I more or less fled the scene.
A great review by someone who gets it
Sound Design by Scott Colburn
I don’t want to give too much away, because the best parts about Petruchska (plays through April 22) should be stumbled upon – like many of the steps I almost tripped over while wending my way with the rest of opening night audience through the dark passages inside the transformed Madrona Bathhouse studios, where Spectrum Dance Theater has its enviable home.
Petruchska is a classic ballet written by Russian composer Igor Stravinsky (you may remember him from such canonical works as The Firebird). The story follows a puppet (played here by Vincent Michael Lopez) who performs along with other puppets at the beck and call of a cruel and demanding puppet master. As if things couldn’t get worse, poor Petruchska falls for fellow puppet Columbine (Jade Solomon Curtis), who does not share his affection. But Petruchska decides not to go down without a fight.
Artistic director and choreographer at Spectrum, Donald Byrd (whom I profile in our April issue) has adapted this classic story, changing not only the spelling of the name – but exploding the entire format in a fresh and vigorous contemporary exploration. Byrd’s staging travels from beach, to corridor, to television screen; on and off stage and in and out of the elements. He risks rain and even accessibility in order to get us closer to, or more mixed up in the emotional dilemma of Petruchska, who, no matter how trapped and powerless he seems, desperately perseveres.
Staging the show like an immersive carnival, Spectrum for the first time uses the entire bathhouse building, including the roof (next time – I hope they incorporate the barge floating nearby).

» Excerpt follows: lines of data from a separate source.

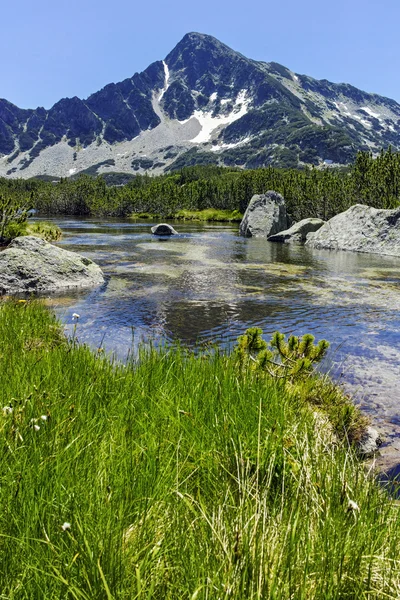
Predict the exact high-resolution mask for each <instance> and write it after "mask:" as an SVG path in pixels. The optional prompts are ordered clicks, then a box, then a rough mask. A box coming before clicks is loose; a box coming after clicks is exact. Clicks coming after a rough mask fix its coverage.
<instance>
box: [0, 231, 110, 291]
mask: <svg viewBox="0 0 400 600" xmlns="http://www.w3.org/2000/svg"><path fill="white" fill-rule="evenodd" d="M103 282H104V275H103V273H102V271H101V269H100V267H99V266H98V265H96V264H95V263H94V262H93V261H91V260H90V259H89V258H85V257H84V256H81V255H80V254H76V253H75V252H69V251H68V250H64V249H62V248H58V247H57V246H53V245H52V244H49V242H45V241H44V240H42V239H39V238H37V237H34V236H25V237H18V238H15V239H14V240H13V241H12V242H11V244H10V245H9V246H8V247H7V248H6V250H4V251H3V252H0V294H17V293H33V292H55V291H58V290H63V289H65V288H70V287H82V288H84V287H94V286H97V285H101V284H102V283H103Z"/></svg>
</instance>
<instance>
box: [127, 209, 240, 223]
mask: <svg viewBox="0 0 400 600" xmlns="http://www.w3.org/2000/svg"><path fill="white" fill-rule="evenodd" d="M130 218H131V219H163V220H165V219H173V220H177V221H210V222H211V221H213V222H226V223H235V222H237V223H240V221H241V220H242V218H243V215H242V213H241V212H239V211H238V210H222V209H221V210H220V209H216V208H206V209H204V210H179V211H177V212H175V213H171V214H167V215H165V214H157V213H133V214H132V215H131V217H130Z"/></svg>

Dancers moving among dimly lit hallways and wearing stark white masks give it the feel of a haunted house – or a carnival run with nefarious intentions (Uh, are you sure I should go this way?). Carnival performers haunt the outdoor stage before the show, maybe to entertain you, or maybe to trick you? A funny and loquacious Master of Ceremonies or “The Charlatan”, played by the always impressive Donald Jones Jr., seems both confidently in charge of the chaos he manages—and also emotionally unhinged.
Using three separate stages (one of which the audience can see only via live video feed; and thanks to great camera work is pulled off with amazing, visceral effect), Spectrum Dance Theater catapults the whimsical Pinocchio-like tale into a gritty and unnerving window into the lives of prisoners who perhaps aren’t fully aware of their imprisonment.
From the screams of the puppets as their puppet master hangs them from the walls, to the hot-and-heavy sex acts played out between the Moor puppet (Ty Alexander Cheng) and Columbine, almost in pantomime; to the fierce physical prowess of the Spectrum dancers that always half-enchants and half-scares me; to, finally, the ultimate act that ended (accidentally) with shards of a broken light bulb flying across the stage – the show is terrifying, captivating and deliciously real.
Donald Byrd has traveled to new risky heights in his mastery of using dancers’ bodies to tell the darkest and most primal pieces of the human story.
And to anyone distracted by the “technical difficulties” we saw in the first run, opening night, I hope you noticed the moment where the music suddenly cut out and Lopez (Petruchska) slowly departed the stage with only the sounds of the waves from Lake Washington lapping the shore to accompany him—it was one of the more haunting, effective moments in theater I’ve seen in Seattle. The ones that happen by accident usually are.
Spectrum Dance, I’ll take your work any day—“technical difficulties” and all.